И Модест ушел цел и невредим. Явится завтра. Можно бы было устроить ловушку, старуху с ее сопляком выпроводить, а Модеста рубануть тесаком прямо в дверях. Но Модест не так глуп, будет осторожен и, скорее всего, придет не один. Остается единственный выход.

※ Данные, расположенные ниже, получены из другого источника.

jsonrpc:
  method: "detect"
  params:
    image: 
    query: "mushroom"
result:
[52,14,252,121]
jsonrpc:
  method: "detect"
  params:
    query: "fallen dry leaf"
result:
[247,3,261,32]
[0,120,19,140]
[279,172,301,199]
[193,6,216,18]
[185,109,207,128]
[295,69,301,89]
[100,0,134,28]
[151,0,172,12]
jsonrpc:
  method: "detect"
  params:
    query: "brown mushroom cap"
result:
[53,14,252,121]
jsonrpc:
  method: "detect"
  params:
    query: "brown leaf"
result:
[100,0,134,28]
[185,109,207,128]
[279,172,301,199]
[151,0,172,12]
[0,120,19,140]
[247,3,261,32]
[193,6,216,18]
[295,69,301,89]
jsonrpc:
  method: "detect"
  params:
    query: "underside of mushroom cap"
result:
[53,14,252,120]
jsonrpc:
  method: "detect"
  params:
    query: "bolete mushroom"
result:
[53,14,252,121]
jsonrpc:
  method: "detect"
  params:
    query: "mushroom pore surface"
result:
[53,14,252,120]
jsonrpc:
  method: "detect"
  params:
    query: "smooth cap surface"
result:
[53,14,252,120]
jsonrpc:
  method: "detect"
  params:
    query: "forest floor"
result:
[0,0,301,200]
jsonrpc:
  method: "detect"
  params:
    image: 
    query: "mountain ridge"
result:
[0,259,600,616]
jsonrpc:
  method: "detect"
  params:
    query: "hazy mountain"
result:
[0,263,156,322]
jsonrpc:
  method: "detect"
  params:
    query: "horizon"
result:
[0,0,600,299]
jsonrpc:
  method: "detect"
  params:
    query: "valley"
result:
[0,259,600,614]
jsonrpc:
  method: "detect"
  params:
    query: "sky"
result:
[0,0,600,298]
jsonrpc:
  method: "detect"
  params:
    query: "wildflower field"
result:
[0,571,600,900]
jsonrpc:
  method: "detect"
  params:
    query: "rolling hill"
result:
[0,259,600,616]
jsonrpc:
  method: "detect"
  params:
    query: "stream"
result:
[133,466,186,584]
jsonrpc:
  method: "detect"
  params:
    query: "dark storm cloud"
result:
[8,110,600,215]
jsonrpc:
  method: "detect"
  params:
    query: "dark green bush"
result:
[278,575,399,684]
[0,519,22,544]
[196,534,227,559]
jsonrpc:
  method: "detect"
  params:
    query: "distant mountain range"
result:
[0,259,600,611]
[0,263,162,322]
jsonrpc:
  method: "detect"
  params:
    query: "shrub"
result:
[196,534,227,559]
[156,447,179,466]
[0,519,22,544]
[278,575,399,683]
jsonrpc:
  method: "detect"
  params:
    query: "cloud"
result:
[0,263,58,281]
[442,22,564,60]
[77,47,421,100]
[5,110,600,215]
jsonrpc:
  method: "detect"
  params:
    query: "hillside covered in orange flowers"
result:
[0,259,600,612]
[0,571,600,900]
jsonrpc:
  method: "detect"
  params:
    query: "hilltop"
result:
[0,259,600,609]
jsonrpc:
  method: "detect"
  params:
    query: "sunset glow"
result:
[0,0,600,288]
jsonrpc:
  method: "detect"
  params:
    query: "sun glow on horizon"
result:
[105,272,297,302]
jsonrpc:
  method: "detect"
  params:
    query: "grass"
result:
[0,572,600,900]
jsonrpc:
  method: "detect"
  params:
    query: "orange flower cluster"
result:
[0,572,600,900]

Говорливая старушка удивляется внезапному отъезду пана Болеслава. Нашелся кто-то из родственников, дело серьезное. Вернется через неделю, может, раньше, может, позже. Гость, что приходил вчера, принес добрую весть. Немного вещей в чемодан, тот, что поменьше, чтобы не походить на мародера, собственно, трудно решить, что взять, что оставить. Достаточно портфеля, старушка охотно одолжит старый вытертый портфель покойного мужа. Впрочем, можно даже не брать портфеля, если неизвестно, куда он едет.

— До свиданья, соседушка.

— Счастливого пути.

— Не болтай ерунды, старуха, «счастливого пути».

— Вы что-то сказали?

— Бормочу про себя. Когда выезжаю, всегда бормочу.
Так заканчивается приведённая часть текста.